LaFayette’s own career as a practicant and advocate of nonviolence had followed a similar path to King’s. As Richard Tarlaian, social sciences instructor and Nonviolence Club adviser, pointed out in his introduction to the lecture, “Although Dr. King has died, the dream hasn’t. It’s been carried on by people like Dr. LaFayette.”
It was the hope of continuing that dream that influenced Tarlaian, who first worked with LaFayette when the latter was training the former in nonviolence studies while Tarlaian was working on the Providence Police force, the first group of people LaFayette trained in the state.

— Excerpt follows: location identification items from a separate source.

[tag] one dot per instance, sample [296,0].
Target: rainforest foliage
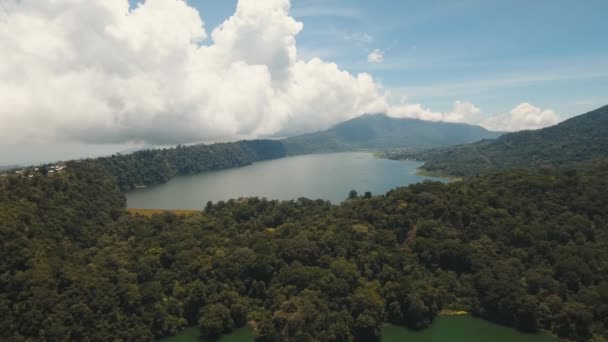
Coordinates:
[525,249]
[582,138]
[158,166]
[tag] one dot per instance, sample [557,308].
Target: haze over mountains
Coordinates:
[379,131]
[581,138]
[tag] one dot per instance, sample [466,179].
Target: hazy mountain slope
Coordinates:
[581,138]
[378,131]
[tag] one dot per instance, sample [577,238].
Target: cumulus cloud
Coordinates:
[523,117]
[462,111]
[360,39]
[97,71]
[376,56]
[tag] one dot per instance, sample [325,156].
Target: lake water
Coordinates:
[444,329]
[326,176]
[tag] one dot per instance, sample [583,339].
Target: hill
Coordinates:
[378,131]
[581,138]
[148,167]
[75,266]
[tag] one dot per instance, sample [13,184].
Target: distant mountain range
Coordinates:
[581,138]
[378,131]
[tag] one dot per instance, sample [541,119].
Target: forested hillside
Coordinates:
[581,138]
[379,131]
[526,249]
[159,166]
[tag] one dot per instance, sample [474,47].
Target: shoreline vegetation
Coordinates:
[447,312]
[426,173]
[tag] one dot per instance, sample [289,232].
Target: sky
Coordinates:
[91,77]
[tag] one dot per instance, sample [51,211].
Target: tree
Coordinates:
[215,320]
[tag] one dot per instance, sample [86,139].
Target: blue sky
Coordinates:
[496,54]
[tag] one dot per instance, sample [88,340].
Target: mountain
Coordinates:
[579,139]
[378,131]
[156,166]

And it was the hope of continuing that dream that brought LaFayette to campus, where he attended classes in addition to the lecture.

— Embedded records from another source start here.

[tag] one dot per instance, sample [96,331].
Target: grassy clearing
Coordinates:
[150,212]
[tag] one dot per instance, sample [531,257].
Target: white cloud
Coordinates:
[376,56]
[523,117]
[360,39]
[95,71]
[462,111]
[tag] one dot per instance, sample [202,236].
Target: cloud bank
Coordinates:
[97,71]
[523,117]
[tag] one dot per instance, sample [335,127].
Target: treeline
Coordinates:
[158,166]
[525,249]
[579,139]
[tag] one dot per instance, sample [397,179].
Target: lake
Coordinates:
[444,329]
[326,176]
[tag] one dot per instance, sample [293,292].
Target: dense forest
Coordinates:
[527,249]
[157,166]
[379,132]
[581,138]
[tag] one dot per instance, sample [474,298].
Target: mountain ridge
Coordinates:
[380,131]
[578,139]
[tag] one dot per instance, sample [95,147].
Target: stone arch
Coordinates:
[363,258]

Moramya Ortiz, a student studying social work and a member of the Nonviolence Club in Lincoln, said she was inspired to join the club to learn more about the nonviolence movement after her cousins were violently murdered in Puerto Rico. “There’s more to nonviolence studies than just not fighting,” she said. “It’s about learning how to handle your internal violence, too.”
After the lecture, Ortiz said that “it was amazing” to hear LaFayette speak, noting that the lecture “opened her eyes to the value of overcoming differences in a respectful way.” Indeed, much of LaFayette’s talk centered around the practical advice that differences are inevitable, but should not be viewed as insurmountable – nor should they be ignored. Rather, they should be used as opportunities for leverage through learning.
URI freshman Jose Terrazo, who learned about the lecture through his African-American history class, echoed Ortiz’s statements. “I enjoyed it and learned a lot. It’s always good to learn about history,” said Terrazo, who was one of many students waiting to talk to LaFayette after the presentation, and to get his signature on copies of his new book, “In Peace and Freedom: My Journey in Selma.”
The Office of Student Life, Flanagan Student Government and Nonviolence Club sponsored the event.